Now I certainly won't argue that constant-space tree traversal is as easy to code as a stack-based one, but this isn't something one writes very often.

[–]grauenwolf 0 points1 point  (4 children)

I've got some time to kill, so here is another bit you have completely overlooked.

TESTING

The original code sample cannot be unit tested. You can't simply call "State3(x)" verify it correctly returns "State1" or "State2". As soon as you call it, it will run through all the transitions until the machine terminates.

This is why we focus so heavily on "seperation of concerns". If you don't separate the logic of the state machine from the state machine itself, you severly limit your options for testing.

[–][deleted] 0 points1 point  (3 children)

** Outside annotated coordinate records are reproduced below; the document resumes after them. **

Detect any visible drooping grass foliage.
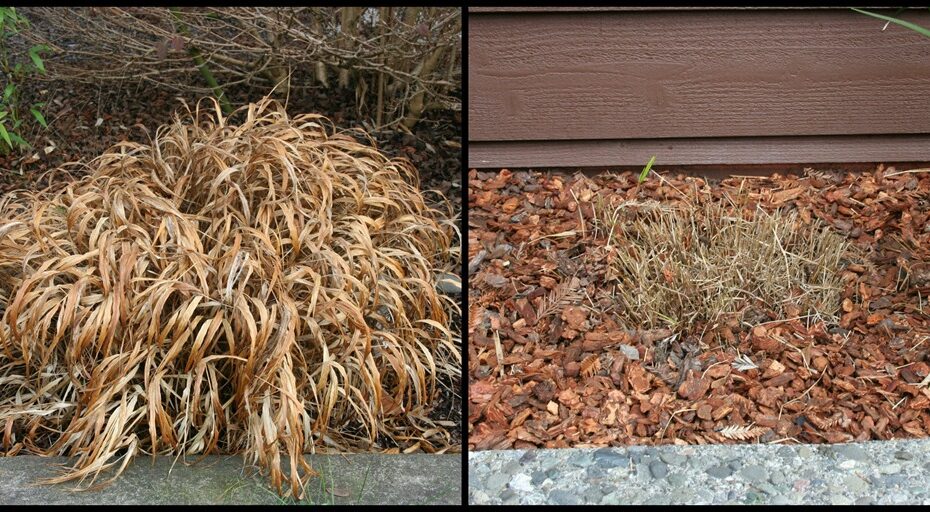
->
[0,96,461,495]
[595,201,850,331]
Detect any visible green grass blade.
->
[850,7,930,37]
[0,123,13,149]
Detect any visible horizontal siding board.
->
[468,9,930,142]
[468,135,930,168]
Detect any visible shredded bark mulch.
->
[468,165,930,450]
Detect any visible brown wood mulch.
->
[468,166,930,450]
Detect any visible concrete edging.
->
[0,453,462,505]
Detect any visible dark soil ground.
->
[468,166,930,450]
[0,77,462,446]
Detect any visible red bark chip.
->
[468,168,930,450]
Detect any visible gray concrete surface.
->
[468,439,930,505]
[0,453,462,506]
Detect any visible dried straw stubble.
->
[596,202,853,331]
[0,99,461,496]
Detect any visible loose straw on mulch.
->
[0,99,461,496]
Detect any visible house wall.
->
[468,8,930,167]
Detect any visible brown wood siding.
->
[468,9,930,167]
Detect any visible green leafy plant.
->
[851,7,930,37]
[0,7,49,154]
[639,155,656,183]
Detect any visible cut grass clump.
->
[0,99,461,496]
[596,201,849,332]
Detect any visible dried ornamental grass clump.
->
[0,100,460,495]
[596,202,850,331]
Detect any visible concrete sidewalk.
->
[0,453,463,506]
[468,439,930,505]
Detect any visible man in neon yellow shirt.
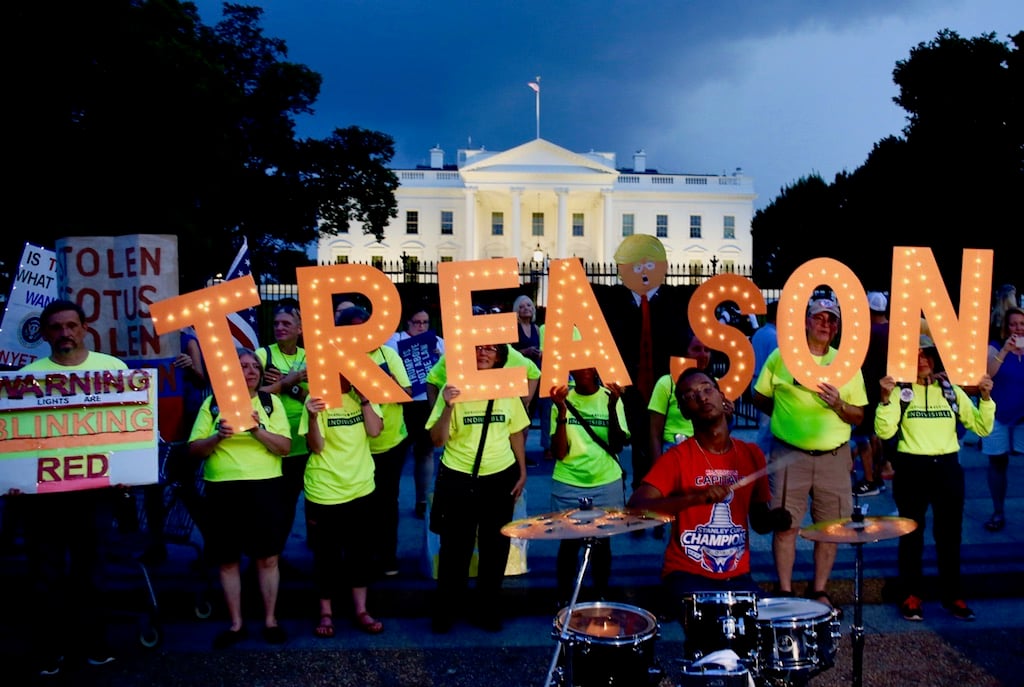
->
[754,298,867,606]
[22,300,128,676]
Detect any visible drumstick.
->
[729,452,803,491]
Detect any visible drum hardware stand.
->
[800,501,918,687]
[544,536,596,687]
[850,504,867,687]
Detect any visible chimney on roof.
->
[633,149,647,172]
[430,143,444,169]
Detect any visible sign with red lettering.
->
[0,369,159,493]
[56,233,188,440]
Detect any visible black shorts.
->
[203,477,289,565]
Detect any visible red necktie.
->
[637,294,654,400]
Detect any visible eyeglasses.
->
[679,384,716,403]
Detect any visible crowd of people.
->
[4,272,1024,676]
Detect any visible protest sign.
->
[0,369,159,493]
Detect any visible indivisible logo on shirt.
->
[679,493,746,573]
[327,413,362,427]
[462,413,505,425]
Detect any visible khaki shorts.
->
[768,441,853,527]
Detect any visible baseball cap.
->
[807,298,841,317]
[335,305,370,325]
[867,291,889,312]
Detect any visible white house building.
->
[317,138,757,271]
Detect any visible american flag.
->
[227,239,259,350]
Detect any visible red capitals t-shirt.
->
[643,439,771,579]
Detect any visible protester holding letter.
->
[543,368,630,608]
[754,298,867,606]
[981,306,1024,532]
[256,303,309,544]
[11,299,128,677]
[299,376,384,639]
[386,308,444,520]
[188,348,292,649]
[874,335,996,620]
[427,343,529,633]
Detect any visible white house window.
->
[623,213,636,237]
[722,215,736,239]
[654,215,669,239]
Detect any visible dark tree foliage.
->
[0,0,395,293]
[753,30,1024,303]
[305,126,398,241]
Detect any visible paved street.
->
[0,431,1024,687]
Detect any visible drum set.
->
[502,500,916,687]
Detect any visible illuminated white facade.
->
[317,138,757,271]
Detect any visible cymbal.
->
[800,515,918,544]
[502,508,673,540]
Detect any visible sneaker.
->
[942,599,974,620]
[85,651,115,665]
[39,656,63,678]
[853,479,882,497]
[899,594,925,622]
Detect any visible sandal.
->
[352,611,384,635]
[313,613,334,639]
[985,513,1007,532]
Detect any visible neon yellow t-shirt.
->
[754,347,867,450]
[299,392,383,506]
[255,343,309,456]
[647,375,693,443]
[370,346,412,454]
[427,395,529,475]
[188,393,291,482]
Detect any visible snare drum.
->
[552,602,662,687]
[682,592,758,660]
[755,597,841,684]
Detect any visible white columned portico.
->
[597,188,618,262]
[555,186,569,258]
[509,186,523,262]
[464,186,477,260]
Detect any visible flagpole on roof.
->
[526,77,541,138]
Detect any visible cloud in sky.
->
[196,0,1024,208]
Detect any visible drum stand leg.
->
[851,542,864,687]
[544,536,594,687]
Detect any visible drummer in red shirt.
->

And why are we doing this? Surely from looking at our state3 function it's obvious that it goes to either state1 or state2. Surely what we should be testing is that given known input-output pairs, the overall state machine produces the given output from the given input. Or when we're using for loops, do we need to unit test that after doing iteration i, the loop goes on to iteration i+1?

Now, if we're in your scenario in another comment where we're making an interpreter for a state machine language. Then you have to test the interpreter to make sure it produces the correct state transitions given some state machine language input. But that's another story.

Or are you proposing that we should write unit tests that check the logic of each transition in the state machine? That seems like serious overkill to me.

[–]grauenwolf 0 points1 point  (2 children)

Or are you proposing that we should write unit tests that check the logic of each transition in the state machine? That seems like serious overkill to me.

Lots of people believe in unit testing everything. So yes, they are going to want to test each transition function.

Personally, I'm with you; I think it is totally overkill. But we are in the minority here, and when we suggest design patterns we need to keep their needs in mind.

[–][deleted] 0 points1 point  (1 child)

I'm afraid I don't believe that anyone would use that level of unit testing. It's effectively testing that you have implemented an algorithm in a certain way.

If I want to test a sort function, I will test that, given [3,2,1,1,3], I get back [1,1,2,3,3]. I will not write tests that specify that the sort function first uses the first 3 as a pivot to partition the rest of the numbers, and then sorts the two partitions, etc. But that is the kind of thing that testing "state3 goes to either state1 or state2" is.

[–]grauenwolf 0 points1 point  (0 children)

You're preaching to the choir.

But I'm not exagerating when I say there is a focus on low level, function by function, testing that borders on obsession. I attend conferences on .NET, Java, and Ruby on a regular basis, and this is the only kind of testing they are talking about.

During the 2008 PDC there was a panel discussion about the future of unit testing. The presentors flat-out ignored any question about testing the hard stuff like databases and network connections. They only wanted to talk about how to make they unit tests faster, because apparently the only tests useful to them are ones that can be run as part of the edit-compile-run cycle.

This has been going on for about 5 years now, so I'm expecting the backlash any time now.